Jiri Barta was born in 1948 and studied at the Applied Arts and Crafts College in Prague.
Jeremy Clarke: The Pied Piper opens with close shots of an astrological clock which fascinated me, where did this come from?
Jiri Barta: It is an element of mediaeval philosophy, which is the basis of the story and an organic part of the whole thing. It is a story about the fate, the destiny of a town, or a city if you wish, or a society, and that is why I have used this symbolism.
JC: The story of The Pied Piper is based on an old myth, and although it may exist in various forms, the version I am familiar with is Browning’s poem, ‘The Pied Piper of Hamelin’, which has various elements that do not appear in your film, such as children, including a little lame boy who doesn’t make it into the mountainside into which the Pied Piper ultimately leads the other children. When you initially decided to make the film, did you start with another version of the story, or did you make a lot of changes to put your version on the screen?

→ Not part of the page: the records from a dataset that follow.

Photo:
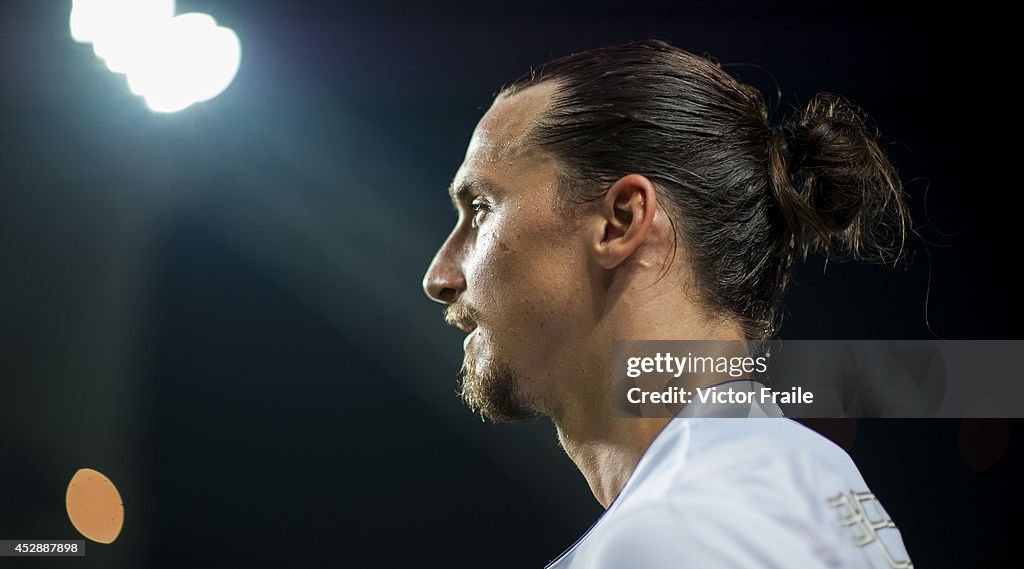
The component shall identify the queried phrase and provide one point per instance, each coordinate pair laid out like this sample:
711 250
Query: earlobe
624 220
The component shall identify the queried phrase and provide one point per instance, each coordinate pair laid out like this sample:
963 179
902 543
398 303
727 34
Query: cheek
529 283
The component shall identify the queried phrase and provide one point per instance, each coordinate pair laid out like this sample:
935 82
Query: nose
444 280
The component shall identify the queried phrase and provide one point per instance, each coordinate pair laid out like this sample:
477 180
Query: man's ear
624 220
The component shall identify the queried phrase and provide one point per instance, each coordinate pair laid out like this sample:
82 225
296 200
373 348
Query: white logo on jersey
853 514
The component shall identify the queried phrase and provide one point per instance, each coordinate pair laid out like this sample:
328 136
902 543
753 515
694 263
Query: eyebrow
476 185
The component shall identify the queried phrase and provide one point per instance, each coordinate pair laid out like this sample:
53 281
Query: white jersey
714 492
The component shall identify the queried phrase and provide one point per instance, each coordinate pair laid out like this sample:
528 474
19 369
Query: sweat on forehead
504 130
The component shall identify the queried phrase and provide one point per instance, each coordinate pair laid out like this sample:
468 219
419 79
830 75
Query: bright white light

JB: There is a Czech author who died a long time ago, Victor Dyk, and he wrote a novel called ‘Krysar’ (‘the Rat catcher’), which is this one precisely and is the version known in Czechoslovakia. The novel itself is in a more lyrical genre. Apart from which, of course, many versions are known, all based on the original twelfth century legend. I’ve familiarised myself with all of them, but in the end I decided on my own version which is a stylisation of all the different versions, a stylisation which makes the best use of animation technique. I’ve tried to capture the Germanic spirit, which is the spirit of the original legend.
JC: When you adapted it did you add all the grinding mechanisms and so on, or were they in one of the versions you found?
JB: No, they are entirely my own invention. But of course, they have an important place in the whole story as a sort of prelude to what is to come, namely the fatality of the story and the connection with time.
JC: There is a figure of death, or Father Time, who appears later on in the film with an hour glass.
JB: That’s Saturnos – Saturn.
JC: These mechanisms also struck me as being like automata, an element I associate very strongly with Eastern Europe.
JB: Well, it is a certain mechanism which puts the whole thing on rails and starts the story rolling. And as it turns out, a certain determining principle.
JC: Do you see it as a determining principle in a wider sense? Was the film trying to symbolise Czech society, or the way the world is generally, by means of this machinery?
JB: No, it it not conceived as a specifically Czech thing, it has a more universal validity, because certain human qualities such as greed cannot be confined to a particular society. They are universal, they exist everywhere in the world.
JC: It wasn’t my intention to suggest that Czechs are greedy or some such thing. There was another strange element in the film, the coat of arms above the town with the bell and the two rats on either side with hammers. I was intrigued – it seemed an interesting way to link the town with the greed and the rats.
JB: Yes, but of course the analogy between the rat society and the human society is not limited to the emblem, the coat of arms, it is a theme which runs throughout the film. There are certain scenes which are repeated exactly, like, for instance, the banquet in the council ball, where on the one hand you have the council stuffing themselves at the table and under the table the rat society are doing exactly the same.
JC: There were some very powerful images in that scene. Someone from the town splits a bull or cow’s head open and takes the blood in a large vat to the town council, who promptly drink it with great gusto.
JB: Except that the blood really turns into wine.